How do you find the angle between two lines in the complex plane, without going through the real route (breaking $z$ into $x+yi$ and solving by finding the tangent from the slopes)?

For example, if my lines were in the form

$$\begin{align} az+\overline{az} + b &=0 \\ dz+\overline{dz} + c &=0 \\ \end{align}$$

for complex $a$, $d$ and real $b$, $c$.

I know we can determine if they are parallel or perpendicular by multiplying $ad$ and seeing if it is zero, or if $d$ is a scalar of $a$, but does this help? Would this in any way involve finding the arccos() between two vectors?

Any help is appreciated.
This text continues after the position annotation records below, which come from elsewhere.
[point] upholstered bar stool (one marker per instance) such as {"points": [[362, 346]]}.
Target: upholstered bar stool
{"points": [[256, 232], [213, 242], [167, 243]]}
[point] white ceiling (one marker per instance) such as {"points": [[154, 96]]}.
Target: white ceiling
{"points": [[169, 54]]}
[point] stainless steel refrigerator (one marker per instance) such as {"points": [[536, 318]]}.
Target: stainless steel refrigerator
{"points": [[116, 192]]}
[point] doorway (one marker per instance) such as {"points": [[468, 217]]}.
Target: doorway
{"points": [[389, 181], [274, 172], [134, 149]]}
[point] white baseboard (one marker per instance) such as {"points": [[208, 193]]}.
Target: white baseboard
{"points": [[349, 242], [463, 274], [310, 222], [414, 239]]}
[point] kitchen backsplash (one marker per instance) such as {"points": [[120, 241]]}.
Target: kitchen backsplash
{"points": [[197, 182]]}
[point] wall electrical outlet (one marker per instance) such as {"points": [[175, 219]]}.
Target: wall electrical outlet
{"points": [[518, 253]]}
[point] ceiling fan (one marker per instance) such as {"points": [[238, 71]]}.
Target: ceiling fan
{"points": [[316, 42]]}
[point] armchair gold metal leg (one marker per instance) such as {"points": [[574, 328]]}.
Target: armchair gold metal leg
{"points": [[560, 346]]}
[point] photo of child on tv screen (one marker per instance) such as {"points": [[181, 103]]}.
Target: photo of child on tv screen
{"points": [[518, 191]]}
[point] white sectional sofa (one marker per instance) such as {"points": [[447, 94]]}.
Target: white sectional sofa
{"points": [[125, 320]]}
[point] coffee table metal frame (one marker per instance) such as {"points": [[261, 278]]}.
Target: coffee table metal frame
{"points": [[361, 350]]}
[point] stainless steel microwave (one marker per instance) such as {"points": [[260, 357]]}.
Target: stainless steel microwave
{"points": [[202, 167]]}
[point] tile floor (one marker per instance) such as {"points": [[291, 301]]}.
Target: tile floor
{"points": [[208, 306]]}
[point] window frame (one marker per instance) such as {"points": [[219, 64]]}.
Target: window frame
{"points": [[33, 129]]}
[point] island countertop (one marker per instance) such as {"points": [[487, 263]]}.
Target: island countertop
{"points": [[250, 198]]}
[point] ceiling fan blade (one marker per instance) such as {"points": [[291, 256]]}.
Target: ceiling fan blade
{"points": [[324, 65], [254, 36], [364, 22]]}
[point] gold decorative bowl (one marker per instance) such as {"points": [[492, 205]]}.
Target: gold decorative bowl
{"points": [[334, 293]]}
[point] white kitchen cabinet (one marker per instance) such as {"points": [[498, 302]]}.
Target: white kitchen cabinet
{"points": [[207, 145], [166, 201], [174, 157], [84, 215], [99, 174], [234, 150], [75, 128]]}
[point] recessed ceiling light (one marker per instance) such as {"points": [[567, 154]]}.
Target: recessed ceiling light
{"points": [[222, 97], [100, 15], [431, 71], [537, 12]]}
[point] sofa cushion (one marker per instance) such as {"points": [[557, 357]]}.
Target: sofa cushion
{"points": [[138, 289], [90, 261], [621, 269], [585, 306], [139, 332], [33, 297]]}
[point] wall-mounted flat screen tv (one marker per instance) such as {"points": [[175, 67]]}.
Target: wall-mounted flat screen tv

Thanks~

Answer 1

Switch your notation to polar and express your lines as vectors with angles $\theta_1$ and $\theta_2$. Angle in between is simply their difference, so $\Delta \theta$.

Answer 2

Let us denote $$ L_1 = \{ z \in \Bbb C \mid az+\overline{az} + b=0 \} \, ,\\ L_2 = \{ z \in \Bbb C \mid dz+\overline{dz} + c=0 \} \, . $$ with $a, d \in \Bbb C\setminus \{ 0 \}$ and $b, c\in \Bbb R$. Since $$ az+\overline{az} + b = d\left( \frac ad z+\frac{b-c}{2d}\right) + \overline {d\left( \frac ad z+\frac{b-c}{2d}\right)} + c $$ we have $$ z \in L_1 \iff \frac ad z+\frac{b-c}{2d} \in L_2 \, . $$

If $a/d$ is not a real number then the two lines intersect at a single point and the oriented angle from $L_1$ to $L_2$ is $\arg(a/d)$.

Otherwise the lines are identical ($b=c$) or parallel ($b \ne c$).

Answer 3

It's simpler, WLOG, to work at the origin, bringing by translation the equations of the lines to be:

$$az+\overline{az}=0, \ \ dz+\overline{dz}=0 $$

otherwise said, as @dxiv has recalled it:

$$\Re(az)=0, \ \ \Re(dz')=0 \tag{1}$$

where we can assume, WLOG again, that $|a|=|d|=|z|=|z'|=1$ (where $z$ and $z'$ are now considered as representative points of their resp. lines at distance $1$ from the origin).

With evident notations, (1) becomes:

$$\Re(e^{i \alpha}e^{i\theta})=0, \ \ \Re(e^{i \delta}e^{i\theta'})=0$$

$$\cos(\alpha+\theta)=0, \ \ \ \ \cos(\delta+\theta')=0$$

$$\alpha+\theta=\pi/2 + k \pi, \ \ \ \ \delta+\theta'=\pi/2 + k' \pi \tag{2}$$

Therefore, by subtracting the relationships in (2), we obtain the angular "gap" between the two lines:

$$\theta'-\theta = \underbrace{ \alpha - \delta}_{arg(\tfrac{a}{d})} + k'' \pi$$